Japan Economy Grows at 15-Year Record Pace

From Reuters

Japan’s economy grew at its fastest pace in 15 years in 1988, officials said today, even though consumers cut back on spending in the closing months out of respect for the dying Emperor Hirohito,

Growth accelerated to 5.7% last year, up from 4.5% in 1987, as strong domestic demand propelled the economy forward.

“1988 was a good year,” said Takao Akabane, vice minister for economic planning. “And it was achieved because of domestic demand-led growth.”

Good News for Trading Partners


That is good news for Japan’s trading partners, who have been pressing it to shift the emphasis of its economic growth away from exports toward domestic demand.

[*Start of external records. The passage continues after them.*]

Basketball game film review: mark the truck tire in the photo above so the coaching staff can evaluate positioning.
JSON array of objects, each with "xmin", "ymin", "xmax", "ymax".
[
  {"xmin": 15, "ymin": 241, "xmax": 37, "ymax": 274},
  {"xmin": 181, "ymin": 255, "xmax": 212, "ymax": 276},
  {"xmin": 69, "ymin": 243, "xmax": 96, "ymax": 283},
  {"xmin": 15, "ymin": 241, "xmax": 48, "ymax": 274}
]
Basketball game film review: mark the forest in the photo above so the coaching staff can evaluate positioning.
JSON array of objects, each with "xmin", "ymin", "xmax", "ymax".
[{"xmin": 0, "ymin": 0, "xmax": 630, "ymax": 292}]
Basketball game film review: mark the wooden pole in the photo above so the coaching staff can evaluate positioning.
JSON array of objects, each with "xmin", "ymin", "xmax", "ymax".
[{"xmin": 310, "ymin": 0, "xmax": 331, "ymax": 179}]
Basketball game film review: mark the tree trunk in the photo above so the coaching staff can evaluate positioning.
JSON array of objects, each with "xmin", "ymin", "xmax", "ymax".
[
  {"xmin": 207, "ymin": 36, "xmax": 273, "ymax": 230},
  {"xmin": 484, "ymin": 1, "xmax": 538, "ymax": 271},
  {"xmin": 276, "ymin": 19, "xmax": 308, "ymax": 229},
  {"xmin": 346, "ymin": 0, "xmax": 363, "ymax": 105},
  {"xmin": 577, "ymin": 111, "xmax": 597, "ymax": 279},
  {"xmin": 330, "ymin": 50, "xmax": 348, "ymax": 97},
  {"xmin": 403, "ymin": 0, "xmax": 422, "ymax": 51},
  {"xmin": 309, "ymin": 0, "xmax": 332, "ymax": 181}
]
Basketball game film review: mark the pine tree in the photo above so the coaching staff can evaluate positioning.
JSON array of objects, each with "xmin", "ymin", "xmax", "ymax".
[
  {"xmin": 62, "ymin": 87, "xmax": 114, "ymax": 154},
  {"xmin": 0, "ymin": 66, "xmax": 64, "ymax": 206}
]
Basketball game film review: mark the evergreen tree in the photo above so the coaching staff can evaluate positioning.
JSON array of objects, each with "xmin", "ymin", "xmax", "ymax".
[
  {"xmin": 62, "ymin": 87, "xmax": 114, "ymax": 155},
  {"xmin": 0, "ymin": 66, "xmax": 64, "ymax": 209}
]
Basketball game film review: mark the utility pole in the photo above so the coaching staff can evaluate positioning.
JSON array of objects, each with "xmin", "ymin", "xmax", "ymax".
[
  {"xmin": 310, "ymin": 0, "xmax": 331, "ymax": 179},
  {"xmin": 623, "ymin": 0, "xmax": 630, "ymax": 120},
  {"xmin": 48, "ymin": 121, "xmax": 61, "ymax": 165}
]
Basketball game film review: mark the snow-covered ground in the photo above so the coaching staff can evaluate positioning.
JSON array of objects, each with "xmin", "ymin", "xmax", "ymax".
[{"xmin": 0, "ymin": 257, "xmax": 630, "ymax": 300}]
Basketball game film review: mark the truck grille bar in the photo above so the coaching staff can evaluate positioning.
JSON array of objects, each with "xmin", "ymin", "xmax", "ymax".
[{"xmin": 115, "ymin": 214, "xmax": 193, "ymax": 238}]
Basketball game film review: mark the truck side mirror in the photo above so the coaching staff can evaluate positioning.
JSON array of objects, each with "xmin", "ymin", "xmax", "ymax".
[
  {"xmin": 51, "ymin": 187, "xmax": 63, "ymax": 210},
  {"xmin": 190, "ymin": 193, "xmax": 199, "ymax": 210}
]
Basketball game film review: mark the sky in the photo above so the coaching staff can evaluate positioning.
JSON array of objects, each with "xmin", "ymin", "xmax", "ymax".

Both consumers and companies were big spenders last year. Consumers snapped up cars, electronic goods and expensive appliances while companies stepped up spending on factories and equipment.

The performance was the more impressive because it occurred despite a marked slowdown in growth in the final three months.

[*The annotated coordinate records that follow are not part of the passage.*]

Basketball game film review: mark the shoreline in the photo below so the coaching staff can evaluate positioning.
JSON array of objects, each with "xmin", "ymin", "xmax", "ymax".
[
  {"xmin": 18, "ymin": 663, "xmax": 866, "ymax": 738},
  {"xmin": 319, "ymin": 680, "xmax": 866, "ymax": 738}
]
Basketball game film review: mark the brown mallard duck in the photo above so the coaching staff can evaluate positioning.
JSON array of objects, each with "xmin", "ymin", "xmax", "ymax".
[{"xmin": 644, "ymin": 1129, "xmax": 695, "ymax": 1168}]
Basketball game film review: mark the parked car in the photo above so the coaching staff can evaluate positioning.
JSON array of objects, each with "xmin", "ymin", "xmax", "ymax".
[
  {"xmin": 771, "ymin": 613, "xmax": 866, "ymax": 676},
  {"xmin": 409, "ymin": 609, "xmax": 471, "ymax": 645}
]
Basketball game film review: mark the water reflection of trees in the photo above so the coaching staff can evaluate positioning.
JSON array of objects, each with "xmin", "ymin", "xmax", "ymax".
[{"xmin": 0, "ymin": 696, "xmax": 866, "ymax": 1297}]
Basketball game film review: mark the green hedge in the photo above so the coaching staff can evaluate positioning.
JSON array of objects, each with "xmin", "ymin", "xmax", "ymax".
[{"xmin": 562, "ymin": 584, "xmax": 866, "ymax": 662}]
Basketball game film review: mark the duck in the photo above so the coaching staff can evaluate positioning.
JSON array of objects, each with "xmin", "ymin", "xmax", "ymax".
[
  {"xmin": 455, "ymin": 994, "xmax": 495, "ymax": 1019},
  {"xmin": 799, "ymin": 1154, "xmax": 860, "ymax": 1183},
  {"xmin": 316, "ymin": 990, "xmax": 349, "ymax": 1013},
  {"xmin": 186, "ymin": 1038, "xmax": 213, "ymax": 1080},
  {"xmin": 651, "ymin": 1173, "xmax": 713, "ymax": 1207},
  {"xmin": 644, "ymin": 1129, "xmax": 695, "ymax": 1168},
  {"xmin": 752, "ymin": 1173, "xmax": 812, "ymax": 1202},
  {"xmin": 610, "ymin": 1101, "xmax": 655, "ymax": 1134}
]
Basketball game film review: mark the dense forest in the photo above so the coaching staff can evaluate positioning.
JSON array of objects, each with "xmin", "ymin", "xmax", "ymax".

The economy rose at an annualized pace of 3% in the final quarter of 1988 after roaring ahead at a 9.5% rate in the previous three months.

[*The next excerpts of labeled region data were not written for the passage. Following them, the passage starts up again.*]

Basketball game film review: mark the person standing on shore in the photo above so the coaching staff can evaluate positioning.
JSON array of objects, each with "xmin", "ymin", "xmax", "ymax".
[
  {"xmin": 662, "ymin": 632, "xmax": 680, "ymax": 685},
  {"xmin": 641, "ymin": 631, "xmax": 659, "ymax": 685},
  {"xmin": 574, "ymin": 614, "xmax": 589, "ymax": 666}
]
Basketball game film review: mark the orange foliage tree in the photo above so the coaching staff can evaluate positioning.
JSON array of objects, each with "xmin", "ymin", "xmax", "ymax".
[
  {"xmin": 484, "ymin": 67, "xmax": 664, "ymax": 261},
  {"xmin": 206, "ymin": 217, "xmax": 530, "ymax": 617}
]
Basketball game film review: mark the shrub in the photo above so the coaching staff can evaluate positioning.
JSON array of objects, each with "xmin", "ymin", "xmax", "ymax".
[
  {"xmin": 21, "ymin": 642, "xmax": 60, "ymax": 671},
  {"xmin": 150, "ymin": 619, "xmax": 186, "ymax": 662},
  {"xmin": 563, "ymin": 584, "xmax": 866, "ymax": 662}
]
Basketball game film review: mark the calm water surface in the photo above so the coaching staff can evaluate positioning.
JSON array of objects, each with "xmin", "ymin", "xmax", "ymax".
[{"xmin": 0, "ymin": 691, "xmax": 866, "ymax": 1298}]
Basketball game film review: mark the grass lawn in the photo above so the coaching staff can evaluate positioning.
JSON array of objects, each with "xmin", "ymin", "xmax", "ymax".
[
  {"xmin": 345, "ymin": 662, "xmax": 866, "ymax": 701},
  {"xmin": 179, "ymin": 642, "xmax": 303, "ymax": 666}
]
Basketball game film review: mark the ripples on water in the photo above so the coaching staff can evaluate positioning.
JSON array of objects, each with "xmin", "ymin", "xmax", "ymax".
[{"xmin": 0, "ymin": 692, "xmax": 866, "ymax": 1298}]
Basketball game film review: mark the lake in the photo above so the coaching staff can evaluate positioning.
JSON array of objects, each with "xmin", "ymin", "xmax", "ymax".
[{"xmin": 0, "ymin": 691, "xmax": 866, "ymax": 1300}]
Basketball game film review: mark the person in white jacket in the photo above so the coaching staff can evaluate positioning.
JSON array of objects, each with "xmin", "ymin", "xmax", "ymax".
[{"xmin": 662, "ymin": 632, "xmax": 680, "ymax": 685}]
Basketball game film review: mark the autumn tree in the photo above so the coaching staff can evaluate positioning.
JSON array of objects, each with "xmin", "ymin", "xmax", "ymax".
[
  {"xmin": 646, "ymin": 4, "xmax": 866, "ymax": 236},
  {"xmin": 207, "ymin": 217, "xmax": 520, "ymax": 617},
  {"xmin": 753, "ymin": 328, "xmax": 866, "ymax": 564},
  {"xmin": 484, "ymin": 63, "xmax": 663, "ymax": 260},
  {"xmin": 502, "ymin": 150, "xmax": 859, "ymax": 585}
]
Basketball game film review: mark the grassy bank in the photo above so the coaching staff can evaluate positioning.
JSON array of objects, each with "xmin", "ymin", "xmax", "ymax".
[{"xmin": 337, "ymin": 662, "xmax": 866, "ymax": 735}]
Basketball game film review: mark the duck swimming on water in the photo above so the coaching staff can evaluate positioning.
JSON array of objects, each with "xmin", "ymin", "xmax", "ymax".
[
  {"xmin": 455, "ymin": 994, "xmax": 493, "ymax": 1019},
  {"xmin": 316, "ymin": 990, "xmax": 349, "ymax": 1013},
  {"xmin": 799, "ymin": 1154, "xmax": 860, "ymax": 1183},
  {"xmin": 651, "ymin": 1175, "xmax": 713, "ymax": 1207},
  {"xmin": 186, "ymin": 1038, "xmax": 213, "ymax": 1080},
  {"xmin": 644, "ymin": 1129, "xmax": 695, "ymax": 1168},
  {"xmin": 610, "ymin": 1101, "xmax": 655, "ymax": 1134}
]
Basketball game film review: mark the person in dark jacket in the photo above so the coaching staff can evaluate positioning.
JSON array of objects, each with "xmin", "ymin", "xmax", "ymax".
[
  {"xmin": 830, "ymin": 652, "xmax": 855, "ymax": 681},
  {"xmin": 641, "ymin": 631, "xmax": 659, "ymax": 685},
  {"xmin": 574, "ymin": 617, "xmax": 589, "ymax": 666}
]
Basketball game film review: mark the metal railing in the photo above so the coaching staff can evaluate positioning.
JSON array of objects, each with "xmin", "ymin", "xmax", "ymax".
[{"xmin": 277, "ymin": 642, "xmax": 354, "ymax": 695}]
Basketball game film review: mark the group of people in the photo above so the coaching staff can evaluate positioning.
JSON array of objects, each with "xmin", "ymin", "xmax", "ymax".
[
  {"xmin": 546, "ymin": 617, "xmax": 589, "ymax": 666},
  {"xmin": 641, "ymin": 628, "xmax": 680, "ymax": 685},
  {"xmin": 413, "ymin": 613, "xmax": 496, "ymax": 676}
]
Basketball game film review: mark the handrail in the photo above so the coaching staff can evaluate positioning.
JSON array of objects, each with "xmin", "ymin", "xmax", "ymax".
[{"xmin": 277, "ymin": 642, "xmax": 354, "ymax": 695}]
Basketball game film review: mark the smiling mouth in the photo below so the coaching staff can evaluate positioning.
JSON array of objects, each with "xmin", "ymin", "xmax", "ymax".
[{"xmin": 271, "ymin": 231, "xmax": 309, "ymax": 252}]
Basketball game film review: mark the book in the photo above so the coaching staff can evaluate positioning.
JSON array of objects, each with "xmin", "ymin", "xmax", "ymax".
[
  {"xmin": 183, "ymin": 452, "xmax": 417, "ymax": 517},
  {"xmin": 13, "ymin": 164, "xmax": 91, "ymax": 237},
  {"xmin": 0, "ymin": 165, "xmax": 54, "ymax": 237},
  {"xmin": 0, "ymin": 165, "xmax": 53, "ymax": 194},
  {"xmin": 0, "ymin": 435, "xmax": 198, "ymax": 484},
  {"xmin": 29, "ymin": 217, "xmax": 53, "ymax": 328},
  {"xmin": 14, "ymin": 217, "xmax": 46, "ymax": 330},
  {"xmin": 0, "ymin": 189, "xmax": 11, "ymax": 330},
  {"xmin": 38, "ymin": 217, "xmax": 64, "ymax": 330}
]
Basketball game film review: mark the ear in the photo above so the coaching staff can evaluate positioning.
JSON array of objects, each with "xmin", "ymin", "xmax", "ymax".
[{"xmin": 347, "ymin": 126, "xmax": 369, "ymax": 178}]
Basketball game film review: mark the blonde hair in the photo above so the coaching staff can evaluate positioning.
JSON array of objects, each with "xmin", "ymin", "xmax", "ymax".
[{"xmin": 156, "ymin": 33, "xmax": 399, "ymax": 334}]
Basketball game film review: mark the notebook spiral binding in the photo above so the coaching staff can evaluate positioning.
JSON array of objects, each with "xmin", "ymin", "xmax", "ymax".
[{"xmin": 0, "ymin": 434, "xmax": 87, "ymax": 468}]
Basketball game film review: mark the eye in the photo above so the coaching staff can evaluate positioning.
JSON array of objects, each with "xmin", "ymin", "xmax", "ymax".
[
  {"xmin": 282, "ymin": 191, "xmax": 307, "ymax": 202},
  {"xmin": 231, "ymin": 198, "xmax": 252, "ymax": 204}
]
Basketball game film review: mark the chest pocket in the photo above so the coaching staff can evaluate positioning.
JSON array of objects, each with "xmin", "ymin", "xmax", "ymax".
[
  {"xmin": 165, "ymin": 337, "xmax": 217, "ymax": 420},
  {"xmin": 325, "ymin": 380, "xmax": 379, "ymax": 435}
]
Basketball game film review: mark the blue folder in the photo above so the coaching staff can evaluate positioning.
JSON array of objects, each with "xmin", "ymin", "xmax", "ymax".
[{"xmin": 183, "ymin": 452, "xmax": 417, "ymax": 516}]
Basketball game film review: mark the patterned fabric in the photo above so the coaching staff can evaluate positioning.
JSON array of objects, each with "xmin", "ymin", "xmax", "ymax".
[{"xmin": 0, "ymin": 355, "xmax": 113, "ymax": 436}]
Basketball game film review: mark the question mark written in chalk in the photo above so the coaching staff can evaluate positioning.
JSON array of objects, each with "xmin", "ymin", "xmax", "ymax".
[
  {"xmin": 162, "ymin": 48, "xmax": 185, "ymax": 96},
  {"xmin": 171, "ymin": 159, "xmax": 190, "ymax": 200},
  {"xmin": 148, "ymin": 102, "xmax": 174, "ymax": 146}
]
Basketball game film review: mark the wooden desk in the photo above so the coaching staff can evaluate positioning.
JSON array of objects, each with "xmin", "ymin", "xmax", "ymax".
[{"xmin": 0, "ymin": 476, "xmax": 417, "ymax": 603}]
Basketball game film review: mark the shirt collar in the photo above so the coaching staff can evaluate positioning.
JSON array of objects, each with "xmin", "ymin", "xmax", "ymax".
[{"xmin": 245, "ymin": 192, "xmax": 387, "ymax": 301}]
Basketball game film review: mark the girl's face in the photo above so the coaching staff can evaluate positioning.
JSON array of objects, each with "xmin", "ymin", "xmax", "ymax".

Japanese officials said consumers appeared reluctant to spend a lot of money on goods and lavish parties in the closing months of 1988 while Emperor Hirohito was on his deathbed. Hirohito, 87, died on Jan. 7 after a lengthy illness.

“Outside of Tokyo, there was quite a slowdown in car sales in October and November,” said Kenneth Courtis, economist at broker DB Capital Markets. “People felt they shouldn’t splash money out on fancy new cars while the emperor was still sick.”

December is a big month for lavish corporate parties in Japan to celebrate the end of the year. But many companies scaled back their celebrations last year out of respect for Hirohito, economists said.

Unusually warm weather also dampened sales of winter clothing in the final quarter.

Although the cutback in spending in the closing months of 1988 was greater than many economists expected, few evinced much concern about the underlying health of the economy.